でも、あーちんには「トンちゃんが入院してるから」と説明はしたものの、病気のことをきちんと話せずにいた。

彼が病気のことをすぐにわたしに話さなかったのは、わたしではなくあーちんに言えなかったからだとわかっていたし、わたしがただ事実だけを伝えるのは、ふたりの関係に対して失礼だと思ったからだった。

***

LINEのやりとりは続いたが、返信が負担にならないか気になった。時間がかかってもお互いに気にならないように、と、ふたりで考えて「Q&Aをしよう」と決めた。

彼は、治療はすごくつらいけど、「お題」があると、調子がいいときに考えることがあっていいと言っていた。わたしは、ゆるく長くとぎれないうれしいやりとりが続きますように、と願った。

「子どもの頃うれしかったことは何?」「生まれ変わりってあると思う?」「忘れられない映画は?」など、お互いに質問を出し合い、答えあった。「お互いを食べ物に例えると何?」という問いには、わたしは彼をオクラにたとえ、彼は「サクちゃんはモンブランやね」と言った。

あなたがどんな人なのかもっと知りたいと質問をして答えてもらうのは、思い出を遺してもらうために楽をした抜け駆けのようで気がひけるときもあったけど、そのやりとりを彼は「時間をかけてゆっくり走る走馬灯みたいやね」と言うので、一緒にメリーゴーランドに乗っていると思うことにした。

とんでもないところに投げられた線をつかんで、切れないように丁寧にゆっくり丸く束ねていくような時間だった。

すべての治療を止め、ホスピスに入った頃、ずっと気にしていたことをどさくさに紛れて聞いた。「あーちんに、トンの病気のことを話してないのだけど、話した方がいいかな?トンちゃんとあーちんは友達だから、わたしが言うよりトンから話したほうがいいかな?」

すると「話さないほうがいいと思う」と返ってきた。「いつまで?」とは聞けなかった。

梅雨明けを待たずに、トンちゃんは亡くなった。湿度が高く蒸し暑い、チョコレートにも人間にも快適とは言いがたい日だった。

***


あーちんには、彼がいなくなってちょうど1年経った日に話した。友人が、遺品の中からあーちんの作った本のしおりを見つけて写真を送ってくれたので、それをどうしても見せてあげたいと思って、話すことを決めたのだった。

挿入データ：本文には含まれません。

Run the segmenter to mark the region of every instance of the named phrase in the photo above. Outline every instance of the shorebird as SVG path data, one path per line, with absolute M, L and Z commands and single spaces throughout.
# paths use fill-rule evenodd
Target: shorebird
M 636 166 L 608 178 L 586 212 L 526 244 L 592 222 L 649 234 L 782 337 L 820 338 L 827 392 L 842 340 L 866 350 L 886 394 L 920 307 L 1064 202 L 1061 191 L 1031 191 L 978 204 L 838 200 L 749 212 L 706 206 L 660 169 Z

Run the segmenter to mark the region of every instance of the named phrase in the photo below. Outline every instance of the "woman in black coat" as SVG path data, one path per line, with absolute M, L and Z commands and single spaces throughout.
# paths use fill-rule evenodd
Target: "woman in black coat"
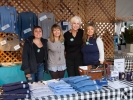
M 47 71 L 47 40 L 42 38 L 40 26 L 36 26 L 33 36 L 25 40 L 21 70 L 27 81 L 37 82 L 44 78 L 44 70 Z

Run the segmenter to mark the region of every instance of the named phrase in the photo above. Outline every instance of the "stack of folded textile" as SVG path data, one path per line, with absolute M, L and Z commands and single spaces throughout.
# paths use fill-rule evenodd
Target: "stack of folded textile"
M 102 86 L 97 85 L 95 80 L 90 80 L 91 76 L 74 76 L 68 78 L 62 78 L 65 82 L 69 83 L 74 89 L 79 92 L 86 92 L 92 90 L 101 89 Z
M 29 83 L 31 98 L 39 98 L 49 95 L 54 95 L 52 90 L 43 83 Z
M 99 79 L 99 80 L 96 80 L 96 83 L 100 86 L 108 86 L 108 81 L 106 78 L 102 78 L 102 79 Z
M 4 100 L 30 98 L 29 85 L 26 81 L 4 84 L 2 86 L 2 89 L 3 89 L 2 95 Z
M 75 94 L 77 93 L 70 84 L 67 84 L 63 80 L 57 82 L 47 82 L 50 89 L 54 92 L 55 95 L 66 95 L 66 94 Z

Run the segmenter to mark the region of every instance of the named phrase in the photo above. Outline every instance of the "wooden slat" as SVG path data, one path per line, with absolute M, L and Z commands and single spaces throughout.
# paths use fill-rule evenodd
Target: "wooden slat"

トンちゃんとのLINEを見せながら、「今日、話すかどうかものすごく迷ったよ。だって、トンが言うなって言ったら絶対でしょう」と言うと、あーちんは泣きながら「だろうね」と笑った。

今まで黙っていたことを謝ると、「トンちゃんは、あーちんが悲しむのがかわいそうだと思ったんだから、しょうがないよね」と言うので、この人たちはお互いに相手のことを気にして、やっぱり同じ星の人だなと思った。

今もトンちゃんとのLINEはわたしのスマホの中にそのまま残っていて、彼の実家の部屋にはあーちんの描いたチーズフォンデュと寿司の絵が飾ってある。

モンブランを食べるときはいつも思い出す。マロンクリームのゆるやかに細く絞られた線を見ながら「わたしをモンブランに例えたんじゃなくて、ただわたしの好物を言ったよね?」と。